Bloodstream infections caused by uncommon or novel fungal species are challenging to identify and treat. We report a series of cases of fungemia due to a rare basidiomycete yeast, Dirkmeia churashimaensis, in neonatal patients in India. Whole-genome sequence typing demonstrated that the patient isolates were genetically indistinguishable, indicating a single-source infection.

During the past decade, outbreaks of bloodstream infections (BSIs) caused by rare and challenging to identify fungi have increased (1). Many rare infections occurred among patients admitted to neonatal intensive care units (NICUs). Rarely, yeasts belonging to the phylum Basidiomycota, including genera Malassezia, Trichosporon, and Rhodotorula (24), have been implicated in outbreaks in NICUs.

Dirkmeia churashimaensis (previously Pseudozyma churashimaensis) is a rare basidiomycete, ustilaginomycetous, anamorphic yeast first isolated in 2008 from the leaves of sugar cane (Saccharum officinarum) in Okinawa, Japan (5). Initially, D. churashimaensis was identified as a novel Pseudozyma species on the basis of morphological and physiologic aspects and by molecular analysis of the D1/D2 domains and internal transcribed spacer (ITS) regions (5). In 2015, Wang et al. used multigene phylogeny and proposed that P. churashimaensis represents a new genus, Dirkmeia gen. nov. (6). Dirkmeia gen. nov. is a common endophytic yeast found in the leaf tissues of rice, corn, sugar cane, and pepper plants (7). Of note, foliar application of this leaf-colonizing yeast has been reported to control plant viral disease under field conditions (8).
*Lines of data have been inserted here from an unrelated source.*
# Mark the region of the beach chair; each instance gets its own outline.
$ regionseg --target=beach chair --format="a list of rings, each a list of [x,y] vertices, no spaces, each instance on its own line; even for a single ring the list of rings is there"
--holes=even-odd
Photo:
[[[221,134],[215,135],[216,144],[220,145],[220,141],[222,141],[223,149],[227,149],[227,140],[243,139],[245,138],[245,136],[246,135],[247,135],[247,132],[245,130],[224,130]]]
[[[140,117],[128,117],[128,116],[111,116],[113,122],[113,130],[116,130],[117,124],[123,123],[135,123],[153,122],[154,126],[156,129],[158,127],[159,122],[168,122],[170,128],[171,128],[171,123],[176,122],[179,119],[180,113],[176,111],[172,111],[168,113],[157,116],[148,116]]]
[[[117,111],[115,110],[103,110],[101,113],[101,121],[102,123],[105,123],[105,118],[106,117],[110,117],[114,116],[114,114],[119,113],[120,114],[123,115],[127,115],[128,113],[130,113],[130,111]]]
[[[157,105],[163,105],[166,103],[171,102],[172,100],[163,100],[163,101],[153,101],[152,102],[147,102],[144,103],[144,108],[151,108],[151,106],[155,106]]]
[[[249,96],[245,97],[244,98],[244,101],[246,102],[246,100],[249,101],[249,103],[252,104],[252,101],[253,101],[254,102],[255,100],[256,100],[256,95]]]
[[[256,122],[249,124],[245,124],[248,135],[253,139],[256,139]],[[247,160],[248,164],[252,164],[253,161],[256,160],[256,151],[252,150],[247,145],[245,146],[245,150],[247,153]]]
However, D. churashimaensis has not been reported to cause human infections. We report an unusual cluster of 12 cases of fungemia caused by D. churashimaensis among NICU patients in a multispecialty hospital in Delhi, India.

The Study

During June 2016–January 2017, a total of 12 cases of fungemia occurred among neonates admitted to a 24-bed NICU of a multispecialty hospital in Delhi. Cases of BSI were defined as the isolation of D. churashimaensis from >1 peripheral blood culture in patients with signs and symptoms of sepsis. The first case of fungal sepsis was observed in a preterm infant with very low birthweight (<1,500 g) who experienced asphyxia during birth. The patient’s blood culture was positive for yeast on day 6 after birth. Fluconazole treatment was initiated by administering a loading dose of 12 mg/kg bodyweight, after which the patient received 6 mg/kg bodyweight in addition to vancomycin and meropenem. The second case occurred 2 weeks later in a preterm baby with low birthweight (<2,500 g) whose blood culture yielded D. churashimaensis on day 2. During the next 6 months, 10 additional cases of D. churashimaensis BSI were identified (Table 1).
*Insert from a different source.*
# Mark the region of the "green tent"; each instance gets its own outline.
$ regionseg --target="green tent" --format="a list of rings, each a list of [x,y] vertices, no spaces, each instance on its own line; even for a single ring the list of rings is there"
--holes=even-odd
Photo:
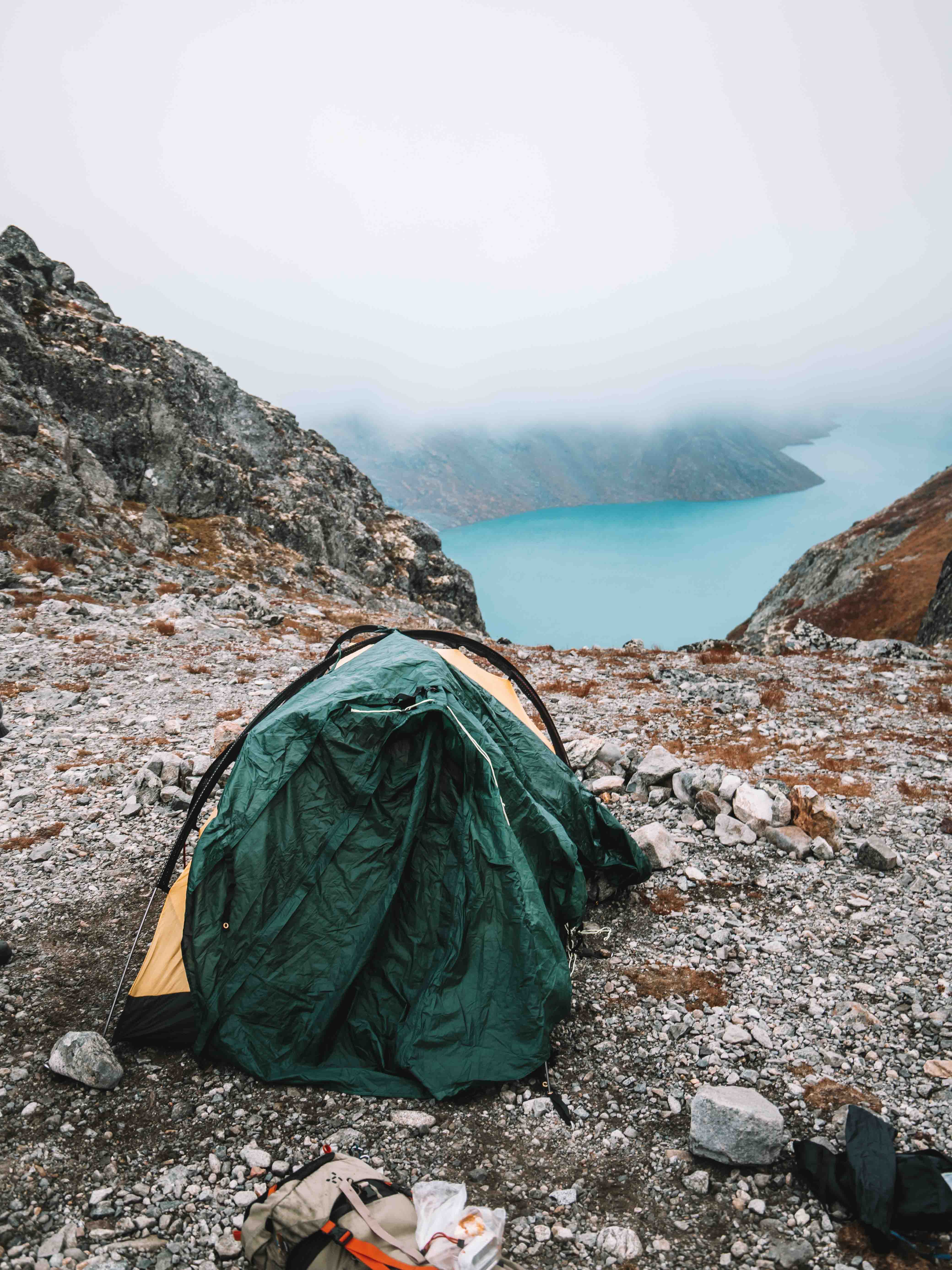
[[[513,667],[548,742],[508,681],[421,639],[508,667],[494,650],[413,634],[335,645],[242,735],[117,1039],[404,1097],[547,1059],[585,872],[625,886],[650,870]]]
Isolates grew as yeast-like cream to pale yellow, dry, and wrinkled colonies with fringes on the margin on Sabouraud glucose agar at 35°C after 48 h of incubation; the isolates grew slowly at 37°C over 3 days. Micromorphology showed fusiform yeast cells with hyphae and polar budding with short denticles. Identification by VITEK2 (bioMérieux, https://www.biomerieux.com) yielded Cryptococcus laurentii with 88% probability. We conducted carbon assimilation on isolates and noted assimilation of D-trehalose and N-acetyl-glucosamine at 37°C in 48 h.
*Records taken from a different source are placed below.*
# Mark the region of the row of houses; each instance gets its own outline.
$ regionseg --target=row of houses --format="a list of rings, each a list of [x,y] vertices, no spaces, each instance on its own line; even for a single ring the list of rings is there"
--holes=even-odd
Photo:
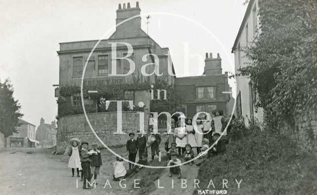
[[[0,134],[0,147],[51,147],[56,145],[56,124],[45,124],[41,119],[40,125],[36,129],[35,125],[19,119],[17,132],[4,138]]]

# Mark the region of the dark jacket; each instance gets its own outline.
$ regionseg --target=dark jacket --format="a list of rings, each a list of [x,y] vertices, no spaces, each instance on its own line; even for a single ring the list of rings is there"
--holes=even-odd
[[[132,154],[137,153],[137,145],[138,143],[136,140],[133,140],[133,142],[132,142],[131,139],[129,139],[127,142],[127,151]]]
[[[143,135],[143,137],[138,137],[137,138],[137,149],[140,149],[145,148],[147,146],[147,137],[145,135]]]
[[[212,141],[212,143],[210,146],[212,146],[214,143],[214,142]],[[213,146],[213,147],[216,148],[216,151],[213,151],[213,148],[211,148],[211,149],[208,151],[208,157],[211,157],[213,155],[223,153],[226,149],[225,141],[220,139],[217,144]]]
[[[93,150],[93,149],[92,150]],[[97,149],[97,154],[93,154],[90,158],[91,159],[90,166],[92,167],[100,167],[103,165],[103,162],[101,159],[101,153],[99,150]]]
[[[88,152],[88,151],[86,149],[81,149],[81,150],[80,151],[80,162],[91,162],[91,159],[90,159],[90,155],[87,154]]]

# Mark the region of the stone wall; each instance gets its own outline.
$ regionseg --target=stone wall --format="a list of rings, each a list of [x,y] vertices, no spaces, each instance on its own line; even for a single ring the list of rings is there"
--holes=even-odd
[[[281,132],[289,136],[302,149],[317,152],[317,113],[308,112],[294,117],[294,124],[285,125]]]
[[[145,113],[145,130],[148,129],[149,114]],[[99,138],[108,146],[124,145],[130,132],[136,133],[140,127],[140,115],[136,112],[122,112],[122,132],[125,134],[114,134],[117,132],[117,112],[102,112],[87,114],[90,123]],[[63,153],[70,146],[69,141],[77,138],[85,140],[90,144],[98,141],[90,129],[84,114],[68,116],[59,119],[57,125],[56,151]]]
Because no multilocus sequence or microsatellite typing were available, we used whole-genome sequencing (WGS) and amplified fragment-length polymorphism typing to understand the genetic relationships among isolates. We conducted matrix-assisted laser desorption/ionization-time of flight mass spectrometry by using Biotyper 3.1 (Bruker Corp., https://www.bruker.com) to identify the yeasts. However, because no database of this yeast is available, we were not able to make an identification. The in-house database created yielded correct identification in the remaining 10 isolates with high score values (>2).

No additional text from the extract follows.